New report details ITMS failures
- By Florence Olsen
- Mar 31, 2006
IG report: Transportation Security Administration's Information Technology Managed Services contract
The Homeland Security Department released an audit report this week filled with evidence that the Transportation Security Administration mismanaged a $1 billion Information Technology Managed Services (ITMS) contract. But the report concludes that the agency has since adopted a better-managed acquisition strategy.
Acting on recommendations from DHS’ Inspector General Richard Skinner, TSA terminated a $1 billion contract that it had awarded to Unisys for secure telecommunications, IT infrastructure and managed services at 429 airports, 21 field offices and TSA’s Command Center.

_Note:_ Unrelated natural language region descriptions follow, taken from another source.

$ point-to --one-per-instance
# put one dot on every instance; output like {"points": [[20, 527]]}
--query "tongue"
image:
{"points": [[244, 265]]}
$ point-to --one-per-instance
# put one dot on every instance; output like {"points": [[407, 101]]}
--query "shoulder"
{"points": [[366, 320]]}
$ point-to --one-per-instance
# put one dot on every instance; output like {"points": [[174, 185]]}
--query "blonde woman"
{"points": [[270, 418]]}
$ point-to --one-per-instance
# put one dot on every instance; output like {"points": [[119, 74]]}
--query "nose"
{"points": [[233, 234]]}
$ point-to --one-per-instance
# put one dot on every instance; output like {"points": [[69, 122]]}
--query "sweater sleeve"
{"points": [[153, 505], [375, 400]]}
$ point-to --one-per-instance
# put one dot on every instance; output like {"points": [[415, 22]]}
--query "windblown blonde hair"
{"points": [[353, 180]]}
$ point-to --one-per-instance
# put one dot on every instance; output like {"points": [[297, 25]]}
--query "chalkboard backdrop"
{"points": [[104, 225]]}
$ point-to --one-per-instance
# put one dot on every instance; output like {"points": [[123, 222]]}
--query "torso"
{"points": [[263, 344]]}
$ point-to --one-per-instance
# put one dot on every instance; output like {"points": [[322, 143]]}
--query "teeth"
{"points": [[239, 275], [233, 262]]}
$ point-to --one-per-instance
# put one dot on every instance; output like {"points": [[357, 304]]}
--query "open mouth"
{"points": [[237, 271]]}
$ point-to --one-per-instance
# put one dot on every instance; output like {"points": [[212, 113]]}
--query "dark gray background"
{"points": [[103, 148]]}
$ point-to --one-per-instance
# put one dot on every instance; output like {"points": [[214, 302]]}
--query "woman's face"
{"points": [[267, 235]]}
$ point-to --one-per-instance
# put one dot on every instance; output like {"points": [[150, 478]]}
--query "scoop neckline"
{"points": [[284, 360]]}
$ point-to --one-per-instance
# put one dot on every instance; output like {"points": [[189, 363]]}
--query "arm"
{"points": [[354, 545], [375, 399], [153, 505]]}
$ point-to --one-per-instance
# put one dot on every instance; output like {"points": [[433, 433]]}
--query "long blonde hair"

TSA awarded the contract in 2002. By the beginning of fiscal 2006, spending had nearly reached the contract ceiling, even though TSA had received from Unisys only about a third of the deliverables for which it had contracted.

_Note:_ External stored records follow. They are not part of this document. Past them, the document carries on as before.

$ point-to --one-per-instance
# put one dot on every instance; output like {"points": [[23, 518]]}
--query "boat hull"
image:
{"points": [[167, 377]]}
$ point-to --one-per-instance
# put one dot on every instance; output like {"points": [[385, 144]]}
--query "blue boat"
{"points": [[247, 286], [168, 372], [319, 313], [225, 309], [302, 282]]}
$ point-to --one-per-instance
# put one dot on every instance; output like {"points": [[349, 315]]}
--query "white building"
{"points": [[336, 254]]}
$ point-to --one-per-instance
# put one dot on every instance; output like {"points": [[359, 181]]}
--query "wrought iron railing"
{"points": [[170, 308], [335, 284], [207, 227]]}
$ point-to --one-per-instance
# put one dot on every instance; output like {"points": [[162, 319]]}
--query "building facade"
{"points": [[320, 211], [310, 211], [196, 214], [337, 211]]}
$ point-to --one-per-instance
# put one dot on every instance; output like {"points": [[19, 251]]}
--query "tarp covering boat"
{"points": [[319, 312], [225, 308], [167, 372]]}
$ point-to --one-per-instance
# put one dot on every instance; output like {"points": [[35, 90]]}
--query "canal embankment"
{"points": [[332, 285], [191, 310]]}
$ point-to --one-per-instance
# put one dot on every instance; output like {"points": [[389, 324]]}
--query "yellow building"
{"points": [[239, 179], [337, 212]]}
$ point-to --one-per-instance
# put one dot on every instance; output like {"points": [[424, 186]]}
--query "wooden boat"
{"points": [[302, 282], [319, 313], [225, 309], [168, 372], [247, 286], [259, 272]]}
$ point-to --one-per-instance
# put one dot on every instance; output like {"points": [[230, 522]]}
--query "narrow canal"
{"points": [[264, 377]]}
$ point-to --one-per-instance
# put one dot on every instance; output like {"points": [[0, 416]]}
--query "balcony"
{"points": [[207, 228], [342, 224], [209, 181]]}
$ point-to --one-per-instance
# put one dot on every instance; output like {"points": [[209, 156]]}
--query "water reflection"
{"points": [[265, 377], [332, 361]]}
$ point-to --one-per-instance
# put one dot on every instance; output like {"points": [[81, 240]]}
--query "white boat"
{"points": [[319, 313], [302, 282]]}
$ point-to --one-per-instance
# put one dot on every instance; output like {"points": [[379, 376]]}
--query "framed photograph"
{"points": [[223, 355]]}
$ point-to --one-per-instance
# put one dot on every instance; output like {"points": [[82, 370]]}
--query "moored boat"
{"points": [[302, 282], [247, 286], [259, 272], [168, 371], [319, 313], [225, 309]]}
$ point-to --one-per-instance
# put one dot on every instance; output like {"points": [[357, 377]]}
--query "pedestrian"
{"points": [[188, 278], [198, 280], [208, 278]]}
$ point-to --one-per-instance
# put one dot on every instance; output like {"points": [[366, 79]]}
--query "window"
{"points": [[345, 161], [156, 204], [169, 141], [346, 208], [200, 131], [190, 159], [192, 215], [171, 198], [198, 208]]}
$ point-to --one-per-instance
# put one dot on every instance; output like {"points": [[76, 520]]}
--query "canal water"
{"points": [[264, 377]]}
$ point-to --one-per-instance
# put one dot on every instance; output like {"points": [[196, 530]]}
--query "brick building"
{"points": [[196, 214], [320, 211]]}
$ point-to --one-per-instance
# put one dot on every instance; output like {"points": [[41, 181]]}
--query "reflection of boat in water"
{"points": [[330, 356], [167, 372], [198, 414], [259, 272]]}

Under a new bridge contract with Unisys, Skinner wrote that TSA has implemented sound business practices and addressed the weaknesses that the IG’s office identified in an earlier draft audit report. The bridge contract allows TSA to retain equipment leased under the initial ITMS contact and supports the agency’s transition to competitively awarded new business opportunities, according to the IG’s report.
Skinner’s report addresses the concerns of Rep. Don Young (R-Alaska), chairman of the House Committee on Transportation and Infrastructure, who requested the audit. The report presents considerable evidence of poor contract management but appropriate use of small businesses. “TSA has taken an aggressive approach to ensure that Unisys complies with small-business subcontractor management responsibilities,” Skinner wrote.
The report faults Unisys for performing work numerous times under the ITMS contract without receiving authorizations from TSA’s contracting office to proceed. Among the most glaring evidence of mismanagement it presents is that 83 percent of the contract’s spending ceiling had been spent in less than half of the allotted time for the contract.
Skinner also notes that TSA did not begin using mandatory earned value management discipline until fiscal 2004, and then only on a few portions of the contract. Office of Management and Budget officials told the IG that agencies have been required since fiscal 2002 to use earned value management for large IT projects to avoid the cost overruns that TSA failed to control.